Research

New Building Opens Door to Discovery

Posted on Sep 20, 2018

 

From certain angles, the windows of the new Johns Hopkins All Children’s Research and Education Building reflect both the hospital and the Outpatient Care Center, capturing the inclusive and collaborative nature the structure is designed to promote.

The $95 million, 225,000-square-foot building was publicly unveiled during a ribbon cutting ceremony Thursday on the hospital’s campus in St. Petersburg, Florida. The ceremony drew more than 700 people from the hospital staff and the community and featured St. Petersburg Mayor Rick Kriseman; Dean Paul Rothman, M.D., the CEO of Johns Hopkins Medicine; Kevin Sowers, president of the Johns Hopkins Health System; Jonathan Ellen, M.D., president and vice dean of Johns Hopkins All Children’s Hospital, and other dignitaries. Many community and staff members were able to tour the building before or after the ceremony.

Ribbon cutting for the Research and Education building

"It's more than a building," Ellen says "This is a vision brought to life by a community that we believe can change the world."

The Research and Education Building houses the hospital’s institutes, its graduate medical education and simulation programs, an expanded biorepository and a new team of fundamental scientists who will seek to understand the origins of diseases and how to prevent them.

“The capabilities we are creating in this building—and, more important, the world-class physicians, surgeons, researchers and staff who will work there—will help us achieve the mission we set out to do,” Ellen says, “which is to lead the country in discovery and translational research that can lead to better health for children.”

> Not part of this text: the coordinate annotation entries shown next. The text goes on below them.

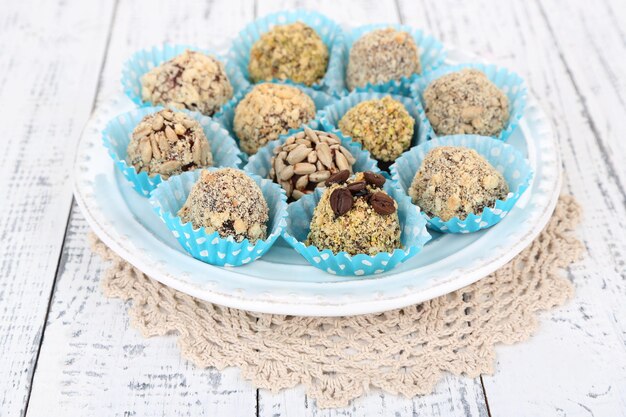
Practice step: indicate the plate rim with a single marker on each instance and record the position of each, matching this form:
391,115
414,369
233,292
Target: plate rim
314,306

Rothman says it all started with an integration of the hospital into Johns Hopkins Medicine in 2011.

“I think back to the vision of the board of trustees of All Children’s Hospital,” he says. “About 10 years ago, they decided they wanted to make All Children’s one of the top academic children’s hospitals in the country. That was a bold vision to think about what was possible.”

The architecture includes “forum stairs” designed for sitting and chatting, The Peabody restaurant intended to promote informal exchanges of ideas and other flexible and collaborative areas to facilitate interaction. (The Peabody, which shares ownership with Tampa’s Oxford Exchange, will open to the public on Friday.)

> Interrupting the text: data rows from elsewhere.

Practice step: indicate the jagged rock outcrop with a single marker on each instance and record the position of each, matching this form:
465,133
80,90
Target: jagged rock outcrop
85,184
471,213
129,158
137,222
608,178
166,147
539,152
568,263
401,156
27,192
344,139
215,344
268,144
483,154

Skanska construction team helps celebrate the opening with dancing.

“We designed the center of the building to be collaborative space where people can meet, write on white boards on the walls and really work together,” Ellen says. “We were quite intentional about wanting to promote getting out of your office and interacting with colleagues.”

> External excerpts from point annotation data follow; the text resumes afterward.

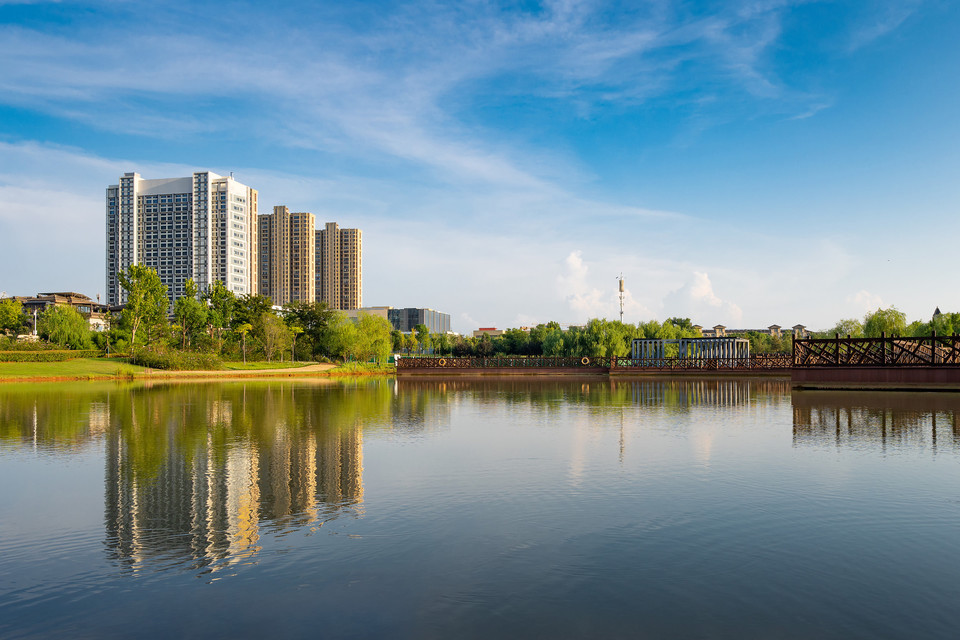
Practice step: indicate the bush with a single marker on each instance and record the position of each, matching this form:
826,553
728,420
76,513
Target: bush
46,355
177,360
10,344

The Office of Medical Education will have additional space to accommodate its expanding programs. Johns Hopkins All Children’s has residency programs with both the Johns Hopkins University School of Medicine and the USF Health Morsani College of Medicine along with a growing number of fellowships.

Jennifer Arnold, M.D., M.Sc., FAAP, joined as medical director of the simulation program in 2017 and designed the building’s expansive Center for Medical Simulation and Innovative Education, which has spaces to replicate operating rooms, patient rooms and even an elevator.

The hospital’s research program anchors multicenter clinical and translational studies such as KIDS-DOTT, which focuses on thrombosis, and Prospective Research on Early Determinants of Illness and Children's health Trajectories (PREDICT). With the new building, Johns Hopkins All Children’s added a group of top-level basic scientists who are members of or affiliated with the new Institute for Fundamental Biomedical Research.

The building includes 40,000 square feet of total lab space with 27,000 devoted to wet labs. The bench space in labs is flexible to enable reallocation of space as priorities change.

“The Research and Education Building brings scientists and clinicians together to solve problems,” Ellen says. “In the not-too-distant future, when we fully understand these relationships between the genes and the environment, we believe pediatricians will have a whole new repertoire of things they can do to prevent diseases in children and adults.”